Chamenei in Maschhad beigesetzt – Eskalation zwischen USA und Iran überschattet Trauer
Die Beisetzung des im Februar getöteten iranischen Führers endete mit Massenkundgebungen, während neue US-Luftangriffe und iranische Vergeltungsschläge das fragile Waffenstillstandsabkommen gefährden.
Die sterblichen Überreste des früheren iranischen Obersten Führers Ajatollah Ali Chamenei sind am späten Donnerstagabend in der Gebetshalle Dar al-Dhikr des Imam-Reza-Schreins in Maschhad beigesetzt worden.
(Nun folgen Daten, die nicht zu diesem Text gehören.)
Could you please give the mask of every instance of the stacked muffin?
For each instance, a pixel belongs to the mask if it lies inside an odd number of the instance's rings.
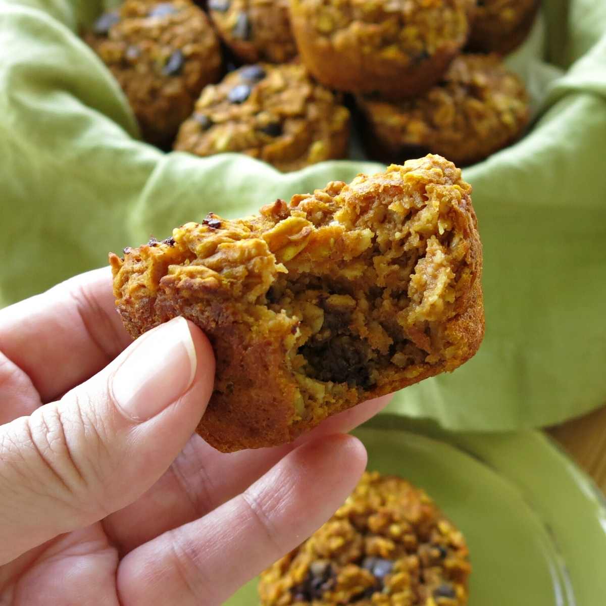
[[[347,101],[370,157],[465,165],[528,122],[524,85],[496,53],[522,41],[536,10],[476,1],[125,0],[85,39],[163,148],[297,170],[346,156]]]

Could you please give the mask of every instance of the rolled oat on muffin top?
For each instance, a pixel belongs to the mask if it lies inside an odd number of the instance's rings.
[[[523,83],[496,55],[462,55],[424,95],[398,103],[356,98],[367,153],[383,162],[424,153],[459,165],[516,140],[528,121]]]
[[[281,170],[345,156],[349,111],[303,65],[245,65],[207,87],[175,148],[241,152]]]
[[[292,0],[303,62],[331,88],[418,95],[464,46],[475,0]]]
[[[474,12],[470,50],[505,55],[524,41],[539,0],[481,0]]]
[[[219,35],[245,63],[285,63],[297,54],[288,0],[209,0]]]
[[[161,147],[221,75],[218,39],[190,0],[126,0],[84,37],[120,83],[144,139]]]
[[[261,574],[261,606],[465,606],[461,533],[420,488],[364,474],[334,516]]]

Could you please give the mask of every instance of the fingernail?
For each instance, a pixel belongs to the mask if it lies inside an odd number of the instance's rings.
[[[111,388],[124,414],[142,422],[189,388],[196,375],[196,348],[182,318],[146,333],[131,347],[114,375]]]

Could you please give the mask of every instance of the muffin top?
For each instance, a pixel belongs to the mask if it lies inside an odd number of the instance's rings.
[[[221,74],[219,40],[189,0],[127,0],[101,15],[84,38],[120,84],[144,138],[163,147],[202,88]]]
[[[293,0],[297,18],[338,52],[355,47],[415,65],[464,43],[475,0]]]
[[[210,0],[221,36],[242,61],[285,63],[297,54],[288,0]]]
[[[478,21],[490,21],[509,30],[531,12],[536,0],[482,0],[474,12]]]
[[[85,38],[110,67],[138,78],[178,78],[192,90],[201,72],[218,73],[221,62],[207,18],[190,0],[126,0],[119,10],[101,15]]]
[[[415,99],[358,102],[388,147],[418,146],[463,164],[515,138],[528,120],[524,85],[497,55],[460,55],[442,81]]]
[[[264,572],[262,606],[463,606],[461,532],[422,490],[365,473],[335,515]]]
[[[302,65],[245,65],[202,91],[175,148],[201,156],[243,152],[283,170],[339,157],[349,122],[339,101]]]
Die Beisetzung bildete den Abschluss einer fast einwöchigen Trauerprozession, die Millionen Menschen in Teheran, Ghom, Nadschaf, Kerbela und schließlich Maschhad auf die Straßen brachte. Die Zeremonie wurde jedoch von einer neuen Eskalation der Feindseligkeiten zwischen den USA und Iran überschattet: Wenige Stunden zuvor hatten US-Streitkräfte nach iranischen Angaben eine Eisenbahnbrücke auf der Strecke von Teheran nach Maschhad bombardiert, was die Anreise tausender Trauernder behinderte.
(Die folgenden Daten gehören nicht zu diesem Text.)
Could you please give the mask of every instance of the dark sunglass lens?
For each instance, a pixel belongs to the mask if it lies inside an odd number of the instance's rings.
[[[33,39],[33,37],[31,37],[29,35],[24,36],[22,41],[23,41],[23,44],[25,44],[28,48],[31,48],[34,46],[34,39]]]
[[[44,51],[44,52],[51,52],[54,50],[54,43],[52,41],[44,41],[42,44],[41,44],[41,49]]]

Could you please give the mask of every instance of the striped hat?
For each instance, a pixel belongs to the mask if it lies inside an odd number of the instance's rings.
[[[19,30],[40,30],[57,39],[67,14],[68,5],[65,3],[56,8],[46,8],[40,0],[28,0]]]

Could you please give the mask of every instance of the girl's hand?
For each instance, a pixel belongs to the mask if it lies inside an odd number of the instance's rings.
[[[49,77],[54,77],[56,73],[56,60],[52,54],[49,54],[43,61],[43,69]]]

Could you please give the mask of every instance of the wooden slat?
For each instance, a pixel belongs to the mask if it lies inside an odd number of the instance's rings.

Aus Teheraner Sicht dienten die choreografierten Trauerfeiern der Demonstration von Einheit und Stärke nach einem Krieg, der Tausende Tote forderte, und nach Massenprotesten im Januar, die gewaltsam niedergeschlagen wurden. Iranische Staatsmedien bezifferten die Teilnehmerzahl auf bis zu 43 Millionen und sprachen von der „größten Prozession, die die Welt je gesehen hat“. In den Menschenmengen wurden Racheparolen gegen US-Präsident Donald Trump und den israelischen Ministerpräsidenten Benjamin Netanjahu skandiert. Aus Washington hingegen hieß es, die nächtlichen Angriffe hätten der Fähigkeit Irans gegolten, die Handelsschifffahrt in der Straße von Hormus zu bedrohen. Trump warnte, die Schläge könnten „noch viel schlimmer“ werden. Die iranischen Revolutionsgarden reklamierten ihrerseits Vergeltungsangriffe auf US-Militäreinrichtungen in Kuwait, Bahrain und Katar für sich.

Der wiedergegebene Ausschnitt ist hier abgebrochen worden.